Anaconda インストールプログラムでは、VNC インストール用に 2 種類のモードが用意されています。これらのモードは Direct Mode および Connect Mode です。Direct モードでは、VNC ビューアーがインストールされているシステムへの接続を開始する必要があります。Connect モードでは、VNC ビューアーへの接続を開始するにはシステムをインストールしておく必要があります。接続が確立されると、この 2 つのモードに違いはありません。選択するモードは、お使いの環境の設定により異なります。
Direct モード
このモードでは、Anaconda でインストールを開始したら VNC ビューアーからの通信を待機するよう設定されます。インストールするシステムで IP アドレスとポートが表示されます。この情報を使って、別のコンピューターからインストールするシステムへの接続を確立します。このため、インストールするシステムで視覚的に対話が可能なアクセスを必要とします。
Connect モード
このモードでは、まずリモートシステム上の VNC ビューアーを リスニングモード で開始します。VNC ビューアーに指定ポートでの着信接続を待機させます。 次に、Anaconda を開始し、起動オプションまたはキックスタートコマンドを使ってリモートシステムのホスト名とポート番号を指定します。
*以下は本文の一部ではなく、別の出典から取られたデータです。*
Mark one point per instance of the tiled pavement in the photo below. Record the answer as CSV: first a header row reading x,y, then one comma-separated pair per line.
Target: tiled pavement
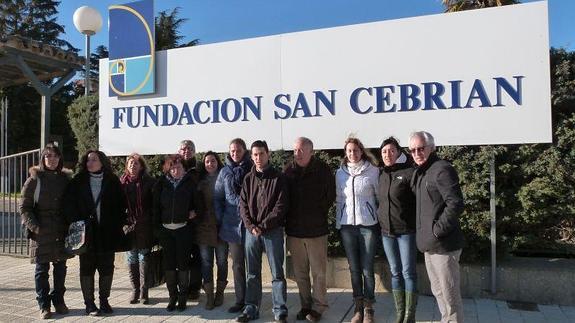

インストールが開始されると、インストールプログラムは指定されたホスト名およびポート番号を使用して、リスニング VNC ビューアーで接続を確立します。このため、リモートシステムは、着信ネットワーク接続を許可できるようにしておく必要があります。

VNC インストールモードを選択する際の注意点

  • システムで視覚的に対話可能なアクセス
    • インストールするシステムで視覚的に対話が可能なアクセスがない場合は、Connect モードを使用する必要があります。
  • ネットワーク接続のルールとファイアウォール
    • インストールするシステムでファイアウォールにより着信接続が許可されていない場合は、Connect モードを使用するかファイアウォールを無効にする必要があります。ファイアウォールを無効にすると、セキュリティーに影響を及ぼす可能性があります。
    • VNC ビューアーを実行しているリモートのシステムでファイアウォールにより着信接続が許可されていない場合は、Direct モードを使用するかファイアウォールを無効にする必要があります。ファイアウォールを無効にすると、セキュリティーに影響を及ぼす可能性があります。ファイアウォールの設定方法は『Red Hat Enterprise Linux 7 セキュリティーガイド』を参照してください。
注記
VNC を使ったインストールを開始するには、カスタムの起動オプションを指定する必要があります。これを行う方法は、システムのアーキテクチャーによって異なります。アーキテクチャー固有の設定方法については次を参照してください。

25.2.1. VNC Direct モードでのインストール

Direct モードでは、VNC ビューアーがインストールされているシステムへの接続を開始する必要があります。Anaconda により、この接続を開始するように求められます。

手順25.1 Direct モードで VNC を開始する

  1. インストールされているシステムへの接続に使用するワークステーション上で VNC ビューアーを実行します。たとえば、TigerVNC を使用している場合は、以下のようになります。

    図25.1 TigerVNC の接続詳細

    TigerVNC の接続詳細
  2. インストールシステムを起動し、ブートメニューが表示されるまで待ちます。メニュー内で Tab キーを押して起動オプションを編集します。inst.vnc オプションをコマンドラインの最後に追加します。
    必要に応じて、インストールシステムに VNC アクセスを制限する場合は、inst.vncpassword=PASSWORD 起動オプションも追加します。PASSWORD は、インストールで使用するパスワードに置き換えます。VNC パスワードは 6 文字から 8 文字に設定する必要があります。
    重要
    inst.vncpassword= オプションには一時的なパスワードを使用してください。システムで使用する実際のパスワードまたは root パスワードは指定しないでください。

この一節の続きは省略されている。